もし中国の紡績工場が未加工綿をアメリカから直接輸入したとすれば、関税割当枠の40%の税金を支払う必要があるが、紡績糸メーカーが紡績工場をベトナムに移転することにより、支払い税額を削減することができるのである。
ベトナム紡績工場では海外向けが綿輸出の2分の1から3分の2を占めていると推定されており、最も利益率の高い部分はさらなる加工に向け中国の紡績工場に輸出されている。
ベトナムにおける綿糸紡績分野の成長の要因は、2010年に施行されたアセアン-中国自由貿易協定が迅速に実施されたところにあると言われている。
協定の履行により、ベトナムやその他の東南アジアアセアン加盟国からの中国に向けた紡績輸送に課せられる関税はゼロとなった。
このため、インドネシアなどのアセアン加盟国では対中国紡績糸輸出高が2010年以降上昇しているが、ウズベキスタンや韓国などの主な非アセアン国では同時期輸出が減少している。
ベトナムのアメリカ以外の主要な輸入元としては、インド、ブラジル、オーストラリア、コートジボアールが挙げられており、5か国合計で東南アジア諸国の綿輸入の70-80%をしめている。
一方で、衣料製品生産の高まるニーズに対応するため、ベトナムからの紡績糸輸入を減らし、中国が自国での綿生産に踏み切るかもしれないという懸念もある。
しかしながら、中国では農村部から都市部に移動する人民が年々増加しており、綿の生産に十分な労働力を賄うことは難しいと予測されている。
現在、ベトナム産の紡績糸(綿及びその他)の65%は中国、トルコ、そして韓国に輸出されている。

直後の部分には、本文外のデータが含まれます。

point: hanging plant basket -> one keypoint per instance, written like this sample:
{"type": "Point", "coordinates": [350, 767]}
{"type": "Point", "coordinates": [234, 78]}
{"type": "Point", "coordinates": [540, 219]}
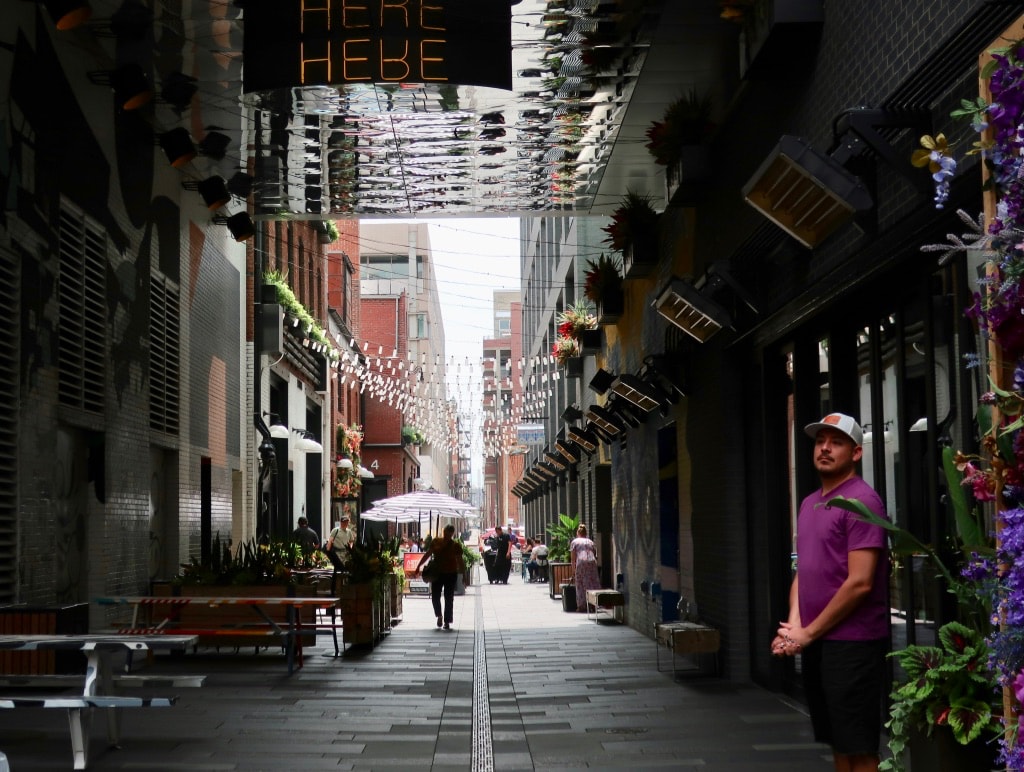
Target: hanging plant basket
{"type": "Point", "coordinates": [610, 306]}
{"type": "Point", "coordinates": [590, 341]}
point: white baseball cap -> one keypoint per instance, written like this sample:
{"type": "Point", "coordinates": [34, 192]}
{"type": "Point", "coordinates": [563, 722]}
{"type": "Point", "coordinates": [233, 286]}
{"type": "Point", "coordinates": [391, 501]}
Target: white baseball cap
{"type": "Point", "coordinates": [840, 422]}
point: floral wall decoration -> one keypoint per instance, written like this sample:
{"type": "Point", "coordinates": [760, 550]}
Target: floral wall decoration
{"type": "Point", "coordinates": [347, 482]}
{"type": "Point", "coordinates": [572, 323]}
{"type": "Point", "coordinates": [996, 475]}
{"type": "Point", "coordinates": [635, 218]}
{"type": "Point", "coordinates": [602, 276]}
{"type": "Point", "coordinates": [686, 121]}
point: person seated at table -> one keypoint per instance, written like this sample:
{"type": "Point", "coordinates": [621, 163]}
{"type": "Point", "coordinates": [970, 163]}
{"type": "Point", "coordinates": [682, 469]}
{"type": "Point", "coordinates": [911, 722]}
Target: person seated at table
{"type": "Point", "coordinates": [339, 545]}
{"type": "Point", "coordinates": [538, 562]}
{"type": "Point", "coordinates": [305, 537]}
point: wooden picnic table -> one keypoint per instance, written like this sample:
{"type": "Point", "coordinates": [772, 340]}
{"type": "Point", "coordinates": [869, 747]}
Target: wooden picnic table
{"type": "Point", "coordinates": [169, 605]}
{"type": "Point", "coordinates": [97, 683]}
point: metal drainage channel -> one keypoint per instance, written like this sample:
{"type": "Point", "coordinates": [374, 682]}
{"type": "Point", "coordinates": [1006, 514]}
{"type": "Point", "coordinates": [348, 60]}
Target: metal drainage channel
{"type": "Point", "coordinates": [483, 749]}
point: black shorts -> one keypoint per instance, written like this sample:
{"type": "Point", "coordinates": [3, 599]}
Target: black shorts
{"type": "Point", "coordinates": [845, 682]}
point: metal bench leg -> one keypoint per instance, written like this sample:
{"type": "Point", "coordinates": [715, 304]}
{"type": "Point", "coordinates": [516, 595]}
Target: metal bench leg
{"type": "Point", "coordinates": [79, 720]}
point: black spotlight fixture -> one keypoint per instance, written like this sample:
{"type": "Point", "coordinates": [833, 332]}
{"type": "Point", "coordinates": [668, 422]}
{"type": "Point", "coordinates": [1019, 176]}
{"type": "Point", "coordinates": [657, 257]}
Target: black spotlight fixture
{"type": "Point", "coordinates": [177, 146]}
{"type": "Point", "coordinates": [213, 189]}
{"type": "Point", "coordinates": [68, 14]}
{"type": "Point", "coordinates": [130, 85]}
{"type": "Point", "coordinates": [601, 381]}
{"type": "Point", "coordinates": [241, 184]}
{"type": "Point", "coordinates": [177, 89]}
{"type": "Point", "coordinates": [242, 226]}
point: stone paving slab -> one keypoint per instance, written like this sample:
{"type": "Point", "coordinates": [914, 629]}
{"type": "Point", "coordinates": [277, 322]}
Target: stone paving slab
{"type": "Point", "coordinates": [564, 693]}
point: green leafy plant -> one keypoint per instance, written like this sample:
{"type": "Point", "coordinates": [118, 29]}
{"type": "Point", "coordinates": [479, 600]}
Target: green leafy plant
{"type": "Point", "coordinates": [560, 533]}
{"type": "Point", "coordinates": [946, 686]}
{"type": "Point", "coordinates": [635, 218]}
{"type": "Point", "coordinates": [412, 436]}
{"type": "Point", "coordinates": [252, 563]}
{"type": "Point", "coordinates": [471, 557]}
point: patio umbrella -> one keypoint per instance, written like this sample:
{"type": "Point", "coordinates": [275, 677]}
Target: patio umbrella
{"type": "Point", "coordinates": [420, 502]}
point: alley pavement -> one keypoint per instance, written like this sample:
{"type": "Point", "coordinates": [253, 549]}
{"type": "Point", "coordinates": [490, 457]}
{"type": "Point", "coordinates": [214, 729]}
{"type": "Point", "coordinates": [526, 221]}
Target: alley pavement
{"type": "Point", "coordinates": [517, 684]}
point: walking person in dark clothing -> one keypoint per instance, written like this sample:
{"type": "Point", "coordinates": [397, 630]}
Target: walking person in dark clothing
{"type": "Point", "coordinates": [839, 601]}
{"type": "Point", "coordinates": [448, 553]}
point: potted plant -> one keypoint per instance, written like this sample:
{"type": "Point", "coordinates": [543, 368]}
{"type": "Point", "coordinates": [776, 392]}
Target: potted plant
{"type": "Point", "coordinates": [603, 285]}
{"type": "Point", "coordinates": [633, 231]}
{"type": "Point", "coordinates": [412, 436]}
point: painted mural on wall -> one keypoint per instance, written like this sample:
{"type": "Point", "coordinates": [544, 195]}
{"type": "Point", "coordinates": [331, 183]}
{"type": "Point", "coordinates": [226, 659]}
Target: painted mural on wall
{"type": "Point", "coordinates": [68, 151]}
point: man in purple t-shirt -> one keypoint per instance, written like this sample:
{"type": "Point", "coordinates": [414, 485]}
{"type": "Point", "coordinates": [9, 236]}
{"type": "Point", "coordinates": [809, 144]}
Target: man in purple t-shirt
{"type": "Point", "coordinates": [839, 602]}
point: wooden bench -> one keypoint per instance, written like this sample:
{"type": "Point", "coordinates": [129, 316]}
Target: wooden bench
{"type": "Point", "coordinates": [219, 618]}
{"type": "Point", "coordinates": [685, 638]}
{"type": "Point", "coordinates": [97, 683]}
{"type": "Point", "coordinates": [607, 599]}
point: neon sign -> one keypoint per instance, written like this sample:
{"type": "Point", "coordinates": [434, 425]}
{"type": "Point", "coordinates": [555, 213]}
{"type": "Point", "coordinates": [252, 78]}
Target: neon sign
{"type": "Point", "coordinates": [290, 43]}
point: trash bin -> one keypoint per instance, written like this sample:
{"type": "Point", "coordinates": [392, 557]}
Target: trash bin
{"type": "Point", "coordinates": [568, 597]}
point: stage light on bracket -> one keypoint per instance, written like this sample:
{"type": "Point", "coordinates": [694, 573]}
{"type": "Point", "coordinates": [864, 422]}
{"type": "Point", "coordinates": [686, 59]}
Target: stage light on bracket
{"type": "Point", "coordinates": [68, 14]}
{"type": "Point", "coordinates": [571, 414]}
{"type": "Point", "coordinates": [214, 144]}
{"type": "Point", "coordinates": [177, 89]}
{"type": "Point", "coordinates": [605, 420]}
{"type": "Point", "coordinates": [805, 193]}
{"type": "Point", "coordinates": [213, 189]}
{"type": "Point", "coordinates": [601, 381]}
{"type": "Point", "coordinates": [130, 85]}
{"type": "Point", "coordinates": [241, 225]}
{"type": "Point", "coordinates": [583, 437]}
{"type": "Point", "coordinates": [177, 146]}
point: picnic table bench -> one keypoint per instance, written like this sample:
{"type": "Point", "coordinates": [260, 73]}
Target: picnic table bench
{"type": "Point", "coordinates": [168, 607]}
{"type": "Point", "coordinates": [97, 683]}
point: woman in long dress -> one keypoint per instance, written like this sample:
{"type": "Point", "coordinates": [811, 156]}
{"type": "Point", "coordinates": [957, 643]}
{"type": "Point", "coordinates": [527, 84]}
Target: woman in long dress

紡績糸の輸出量は2015年に12%上昇しており、合計96万1777トンとなっているが、その内49万8100トンが中国に輸出されている。(中国への輸出量は前年比26%増)
2015年〜2016年は2014年〜2015年から25%増となる1億1700万トン(537万梱)になると予測されている。
紡績や染織などの製造過程を向上させる投資は国内外から集まっており、ベトナムにおける綿糸紡績産業の展望は明るい。
またEU、韓国、ユーラシアなど、ベトナムは幾つもの自由貿易協定に参加しており、紡績業にとって多くのチャンスを作り出している。
農村部での綿栽培量が減少しており、糸製造の多くを輸入に依存しているものの、自由貿易協定の現況を鑑みれば、ベトナムの世界における綿糸紡績業は安定しており、長期的視点ではほとんど問題がないとみられているのである。